Fantastica è la tiratissima Something For Me con un drive alla Allman Brothers dei tempi di Duane garantito da un assatanato Warren Haynes alla chitarra slide e voce e con Cotton che soffia nella sua armonica come se non avesse i 78 anni che ha! Wrapped Around My Heart con Chuck Leavell che passa all’organo per l’occasione e Rob McNelley alla solista è un gagliardo slow blues cantato alla grande da Ruthie Foster, il sound ricorda quello dei migliori brani dell’ultimo Robert Cray, ben tipizzati dal recente Nothin But Love, di cui questo Cotton Mouth Man si candida come successore per il miglior disco blues elettrico contemporaneo del 2013, e che voce ragazzi, la Ruthie! Ancora Darell Nulisch si difende con classe in una vigorosa Saint On Sunday, dove la chitarra di Rob McNelley (una delle sorprese del disco, è il solista della band di McClinton, ma suona anche in un miliardo di dischi country, di quelli buoni) e l’armonica di Cotton hanno modo di mettersi in evidenza e anche il datore di lavoro di McNelley, ovvero Delbert McClinton, si conferma uno dei migliori cantanti bianchi tuttora in circolazione nella sapida Hard Sometimes, mentre l’armonica di Cotton giganteggia sul tutto.

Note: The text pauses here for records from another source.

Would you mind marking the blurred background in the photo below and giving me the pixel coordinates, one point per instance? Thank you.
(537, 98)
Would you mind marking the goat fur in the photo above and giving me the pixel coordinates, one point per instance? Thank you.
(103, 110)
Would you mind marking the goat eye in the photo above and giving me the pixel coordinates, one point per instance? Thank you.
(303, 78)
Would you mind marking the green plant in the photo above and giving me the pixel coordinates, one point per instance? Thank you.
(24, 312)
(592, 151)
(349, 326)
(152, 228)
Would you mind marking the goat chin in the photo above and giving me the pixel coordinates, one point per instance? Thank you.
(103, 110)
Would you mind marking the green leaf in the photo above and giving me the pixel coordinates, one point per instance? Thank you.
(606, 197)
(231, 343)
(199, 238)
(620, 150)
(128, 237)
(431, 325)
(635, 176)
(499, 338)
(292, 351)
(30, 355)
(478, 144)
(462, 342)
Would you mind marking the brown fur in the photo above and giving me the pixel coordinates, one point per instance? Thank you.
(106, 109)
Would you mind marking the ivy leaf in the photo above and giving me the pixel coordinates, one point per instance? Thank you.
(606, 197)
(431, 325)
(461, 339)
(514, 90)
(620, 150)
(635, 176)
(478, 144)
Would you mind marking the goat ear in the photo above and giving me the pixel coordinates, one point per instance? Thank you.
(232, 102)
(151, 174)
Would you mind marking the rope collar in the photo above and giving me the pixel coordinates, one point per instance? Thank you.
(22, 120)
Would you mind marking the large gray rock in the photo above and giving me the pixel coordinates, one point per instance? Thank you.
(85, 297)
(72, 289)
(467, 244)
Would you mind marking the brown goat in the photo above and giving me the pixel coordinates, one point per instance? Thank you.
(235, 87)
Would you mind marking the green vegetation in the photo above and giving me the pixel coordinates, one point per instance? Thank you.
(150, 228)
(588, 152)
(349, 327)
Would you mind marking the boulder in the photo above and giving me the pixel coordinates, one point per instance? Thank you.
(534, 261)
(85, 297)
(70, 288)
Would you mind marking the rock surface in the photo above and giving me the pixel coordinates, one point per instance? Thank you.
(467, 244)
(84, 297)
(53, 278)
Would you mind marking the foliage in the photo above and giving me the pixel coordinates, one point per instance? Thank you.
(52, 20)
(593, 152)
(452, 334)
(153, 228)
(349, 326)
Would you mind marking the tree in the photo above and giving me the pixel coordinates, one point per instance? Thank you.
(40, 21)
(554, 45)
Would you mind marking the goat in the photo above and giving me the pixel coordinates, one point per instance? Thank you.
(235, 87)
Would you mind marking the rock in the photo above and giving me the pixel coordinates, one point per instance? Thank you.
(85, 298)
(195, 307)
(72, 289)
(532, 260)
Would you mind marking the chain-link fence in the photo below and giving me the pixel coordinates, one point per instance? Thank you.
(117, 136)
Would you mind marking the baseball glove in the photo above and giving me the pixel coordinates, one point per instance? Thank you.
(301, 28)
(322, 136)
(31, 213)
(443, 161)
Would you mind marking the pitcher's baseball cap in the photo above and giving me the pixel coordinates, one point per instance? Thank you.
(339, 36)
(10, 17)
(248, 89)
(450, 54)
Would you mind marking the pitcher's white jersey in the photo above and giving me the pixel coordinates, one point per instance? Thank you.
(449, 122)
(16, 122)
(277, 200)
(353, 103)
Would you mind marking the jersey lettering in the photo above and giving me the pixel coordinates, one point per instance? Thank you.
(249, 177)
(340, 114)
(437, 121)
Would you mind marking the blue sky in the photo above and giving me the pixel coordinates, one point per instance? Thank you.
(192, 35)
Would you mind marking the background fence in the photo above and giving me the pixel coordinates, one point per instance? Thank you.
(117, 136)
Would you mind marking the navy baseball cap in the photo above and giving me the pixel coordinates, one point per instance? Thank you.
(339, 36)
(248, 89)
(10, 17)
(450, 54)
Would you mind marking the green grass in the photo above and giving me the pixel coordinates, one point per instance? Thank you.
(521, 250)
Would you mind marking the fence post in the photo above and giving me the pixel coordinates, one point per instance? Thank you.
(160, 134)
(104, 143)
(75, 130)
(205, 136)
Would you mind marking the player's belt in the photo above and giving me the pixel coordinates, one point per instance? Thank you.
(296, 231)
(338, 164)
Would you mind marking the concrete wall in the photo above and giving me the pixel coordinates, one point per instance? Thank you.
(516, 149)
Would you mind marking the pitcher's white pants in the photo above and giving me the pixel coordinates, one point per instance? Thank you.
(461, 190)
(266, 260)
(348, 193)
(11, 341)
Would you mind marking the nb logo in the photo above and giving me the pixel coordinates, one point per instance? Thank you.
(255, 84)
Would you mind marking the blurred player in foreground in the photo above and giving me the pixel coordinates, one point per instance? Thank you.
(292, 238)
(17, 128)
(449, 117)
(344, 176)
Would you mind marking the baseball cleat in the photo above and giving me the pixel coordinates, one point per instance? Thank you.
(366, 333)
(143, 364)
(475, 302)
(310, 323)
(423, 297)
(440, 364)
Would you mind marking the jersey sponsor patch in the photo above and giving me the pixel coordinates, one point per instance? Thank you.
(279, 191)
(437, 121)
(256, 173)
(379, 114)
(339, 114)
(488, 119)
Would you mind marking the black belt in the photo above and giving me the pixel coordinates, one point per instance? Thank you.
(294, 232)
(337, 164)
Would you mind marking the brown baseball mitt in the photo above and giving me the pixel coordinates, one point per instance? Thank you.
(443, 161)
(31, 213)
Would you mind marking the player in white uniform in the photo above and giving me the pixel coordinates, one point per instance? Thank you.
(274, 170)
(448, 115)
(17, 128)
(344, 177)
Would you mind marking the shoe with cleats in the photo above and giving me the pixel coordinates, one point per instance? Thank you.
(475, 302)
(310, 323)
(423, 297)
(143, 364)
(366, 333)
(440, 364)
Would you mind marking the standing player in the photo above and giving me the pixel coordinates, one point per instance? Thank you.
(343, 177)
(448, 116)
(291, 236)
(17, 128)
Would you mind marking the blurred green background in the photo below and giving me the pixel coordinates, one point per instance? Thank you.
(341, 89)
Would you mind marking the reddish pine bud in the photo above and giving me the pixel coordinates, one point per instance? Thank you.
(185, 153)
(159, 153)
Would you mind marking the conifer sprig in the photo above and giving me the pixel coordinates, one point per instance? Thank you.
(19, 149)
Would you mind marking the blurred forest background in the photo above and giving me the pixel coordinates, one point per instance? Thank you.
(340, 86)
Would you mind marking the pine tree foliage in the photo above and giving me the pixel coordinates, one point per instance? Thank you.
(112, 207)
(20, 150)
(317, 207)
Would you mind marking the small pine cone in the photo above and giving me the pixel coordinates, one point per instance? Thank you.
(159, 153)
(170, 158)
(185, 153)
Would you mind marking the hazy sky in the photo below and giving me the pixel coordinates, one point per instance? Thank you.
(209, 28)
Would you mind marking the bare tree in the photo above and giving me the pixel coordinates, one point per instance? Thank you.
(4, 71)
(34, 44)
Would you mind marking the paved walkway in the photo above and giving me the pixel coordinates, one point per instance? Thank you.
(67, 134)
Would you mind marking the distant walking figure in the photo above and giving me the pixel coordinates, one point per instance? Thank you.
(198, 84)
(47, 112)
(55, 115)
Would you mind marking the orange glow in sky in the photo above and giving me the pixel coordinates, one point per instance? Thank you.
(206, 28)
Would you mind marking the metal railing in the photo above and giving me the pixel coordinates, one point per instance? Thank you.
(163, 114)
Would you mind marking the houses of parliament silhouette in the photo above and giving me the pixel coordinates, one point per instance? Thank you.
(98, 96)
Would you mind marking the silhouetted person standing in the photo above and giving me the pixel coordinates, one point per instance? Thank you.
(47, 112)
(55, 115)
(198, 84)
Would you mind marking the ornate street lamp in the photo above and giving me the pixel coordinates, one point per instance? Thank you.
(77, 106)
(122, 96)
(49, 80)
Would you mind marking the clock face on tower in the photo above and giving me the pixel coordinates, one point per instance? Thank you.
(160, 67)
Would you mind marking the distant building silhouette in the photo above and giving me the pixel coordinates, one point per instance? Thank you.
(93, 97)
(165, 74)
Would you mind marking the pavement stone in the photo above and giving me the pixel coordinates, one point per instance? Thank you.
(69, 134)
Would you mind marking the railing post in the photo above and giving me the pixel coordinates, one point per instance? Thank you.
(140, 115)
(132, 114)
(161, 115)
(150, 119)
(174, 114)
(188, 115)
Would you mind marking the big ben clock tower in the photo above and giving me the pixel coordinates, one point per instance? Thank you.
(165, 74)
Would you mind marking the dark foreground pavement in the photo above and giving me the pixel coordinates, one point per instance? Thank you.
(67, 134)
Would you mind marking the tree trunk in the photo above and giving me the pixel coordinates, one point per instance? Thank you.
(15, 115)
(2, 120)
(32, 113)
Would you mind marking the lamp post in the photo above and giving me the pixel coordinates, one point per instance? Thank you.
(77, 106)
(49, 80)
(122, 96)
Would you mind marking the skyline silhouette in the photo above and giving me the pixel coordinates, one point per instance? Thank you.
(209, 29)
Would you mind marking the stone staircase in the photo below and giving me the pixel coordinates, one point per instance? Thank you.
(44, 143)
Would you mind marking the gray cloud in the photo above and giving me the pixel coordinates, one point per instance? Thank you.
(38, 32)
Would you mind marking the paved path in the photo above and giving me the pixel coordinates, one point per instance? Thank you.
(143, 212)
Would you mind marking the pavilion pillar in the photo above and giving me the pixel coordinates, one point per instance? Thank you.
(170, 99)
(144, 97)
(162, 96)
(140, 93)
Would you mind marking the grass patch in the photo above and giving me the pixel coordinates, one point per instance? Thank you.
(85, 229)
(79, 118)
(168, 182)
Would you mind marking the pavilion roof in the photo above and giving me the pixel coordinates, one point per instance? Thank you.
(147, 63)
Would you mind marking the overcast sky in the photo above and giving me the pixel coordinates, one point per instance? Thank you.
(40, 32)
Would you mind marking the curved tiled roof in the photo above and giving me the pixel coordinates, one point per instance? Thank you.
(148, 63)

I ritmi latin blues in apertura di Young Bold Women alleggeriscono per un attimo il mood del disco e si alternano con atmosfere più tirate in una gustosa varietà. Bird Nest On The Ground è l’unica cover del disco, un Muddy Waters minore, come notorietà della canzone, ma non per l’intensità dell’esecuzione, sempre garantita dalla house band del disco, senza ospiti in questo caso, se si esclude Leavell al piano (peraltro presente in quasi tutti i brani, meno due). L’unico ospite che non lascia ma raddoppia è l’ottimo Keb’ Mo’, anche alla chitarra, in una soffusa e leggermente vellutata Wasn’t My Time To Go. Vigorosa viceversa la atmosfera da puro electric Chicago Blues che si respira in Blues Is Good For You, quasi un manifesto di intenti, mentre la conclusione, in tono minore, è affidata al duetto tra James Cotton, anche alla voce, spezzata e vissuta, oltre che all’armonica e Colin Linden alla Resonator Guitar in Bonnie Blue.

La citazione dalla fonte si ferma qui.